I too have had a few close calls with hunters who were stalking prey in the underbrush beside the trail, as well as a few young hunters who were far too excited to be holding a gun when I showed up on the trail.

Due to these reasons, I’m eager to share some ways to keep you safe as you hike during hunting season.

Hiking during hunting season:
Orange – Visibility – Loud Noise

So your objective is to NOT sound or look like a game animal during hunting season.

Use these tips to navigate through the woods and trails during hunting season.

Game animals are never orange

Which means you should wear orange!

The loud, bright day-glow orange vests are easy to put on yourself and your dog too.

A bright orange hat will make you visible as you go off-trail for a pee break, or even if you are taking a nap on the bank of a stream.

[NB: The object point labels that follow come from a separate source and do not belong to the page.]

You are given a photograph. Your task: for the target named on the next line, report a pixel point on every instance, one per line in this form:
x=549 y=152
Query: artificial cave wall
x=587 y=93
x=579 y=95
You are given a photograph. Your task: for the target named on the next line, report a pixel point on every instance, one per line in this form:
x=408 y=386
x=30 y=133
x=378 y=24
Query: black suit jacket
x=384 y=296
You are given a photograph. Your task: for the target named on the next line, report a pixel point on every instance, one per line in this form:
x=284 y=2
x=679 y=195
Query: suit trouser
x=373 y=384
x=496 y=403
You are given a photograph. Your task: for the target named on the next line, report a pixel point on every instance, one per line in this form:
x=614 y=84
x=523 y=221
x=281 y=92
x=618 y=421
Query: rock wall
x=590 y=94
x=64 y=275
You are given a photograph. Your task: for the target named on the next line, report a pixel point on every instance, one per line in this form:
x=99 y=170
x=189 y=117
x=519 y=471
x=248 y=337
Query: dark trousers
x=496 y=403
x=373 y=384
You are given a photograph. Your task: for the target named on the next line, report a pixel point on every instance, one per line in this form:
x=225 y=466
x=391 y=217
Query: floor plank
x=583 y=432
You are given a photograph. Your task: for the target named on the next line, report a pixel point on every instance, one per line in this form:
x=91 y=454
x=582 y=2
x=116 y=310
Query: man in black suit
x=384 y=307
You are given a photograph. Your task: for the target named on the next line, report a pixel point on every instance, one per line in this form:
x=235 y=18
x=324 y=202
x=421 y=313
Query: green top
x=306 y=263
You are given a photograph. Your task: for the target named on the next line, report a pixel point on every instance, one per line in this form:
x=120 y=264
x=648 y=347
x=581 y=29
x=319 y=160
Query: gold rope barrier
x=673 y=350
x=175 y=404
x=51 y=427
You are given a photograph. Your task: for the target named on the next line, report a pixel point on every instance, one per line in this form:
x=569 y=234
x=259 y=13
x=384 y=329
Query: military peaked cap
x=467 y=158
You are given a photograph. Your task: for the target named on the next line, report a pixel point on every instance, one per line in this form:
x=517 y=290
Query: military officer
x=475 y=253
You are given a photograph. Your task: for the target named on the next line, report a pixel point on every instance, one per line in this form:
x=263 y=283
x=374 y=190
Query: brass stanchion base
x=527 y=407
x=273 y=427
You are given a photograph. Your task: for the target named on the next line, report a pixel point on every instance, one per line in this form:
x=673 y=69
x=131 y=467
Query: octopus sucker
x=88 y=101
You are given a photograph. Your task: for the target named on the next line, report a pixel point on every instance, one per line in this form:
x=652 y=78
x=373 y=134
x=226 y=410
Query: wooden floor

An orange pack cover will help you to avoid being mistaken for prey by hunters.

I urge you to add neon orange accessories to your gear checklist!

Animals don’t sing or talk (because this isn’t the movies).

Silently going down hiking trails is a magical way to hike, and in fact, it’s one of my requirements to be a trail buddy: knowing when to be silent (is golden).

But in hunting season, quiet time is over. In fact, there is no better time to tell jokes, laugh loudly at everyone else’s jokes, and be loud than during hunting season.

You can even sing your favorite song (off key is just fine) as many times as it takes to get you through the hidden or wooded sections of your hike.

Some hikers even wear bear bells in the summer to ward bears off.
You can use bear bells during hunting season to ward off hunters!

Important Tip: When you hear gunshots nearby, go ahead and immediately shout out about your presence to hunters who are probably trying to track a wounded animal.

Afterall, you don’t want to startle a hunter into making a bad decision.

Hike when animals are inactive, as experienced hunters know animals have cycles of activity with peaks, lows, and valleys, notably being active at dawn and dusk.

So, in theory, if hikers are on the trails while animals are inactive and staying off the trails during the two times of dawn and dusk, then they and hunters don’t typically cross paths.

You need to know this if you’re hiking during hunting season!

Tips for modifying your hiking hours during hunting season:

When backpacking sleep in awhile or enjoy a second cup of coffee prior to hitting the trail each morning.

If you’re still hiking on the trail as twilight falls, know that your orange coloration won’t be as visible. So consistently make loud noises!

Hiking during hunting season:
If you don’t want to take any risks at all during hunting season, then make sure to only hike on trails that are in areas where hunting is prohibited. This includes most local parks, state and national parks.

Always check the information for rules surrounding hunting season.
Another place to hike in is the vast backcountry of Alaska in areas where hunting is not permitted:

Arctic National Wildlife Refuge (ANWR)
Wrangell Saint Elias National Park and Preserve (Preserve means hunting is allowed at certain times; stay in the Park to avoid hunters.)

Be safe, wear orange, be loud, and stay informed!

One last tip:
Every year you should take the time to review the hunting rules for any changes or additions. Complacency is never your friend before heading out to hike during hunting season.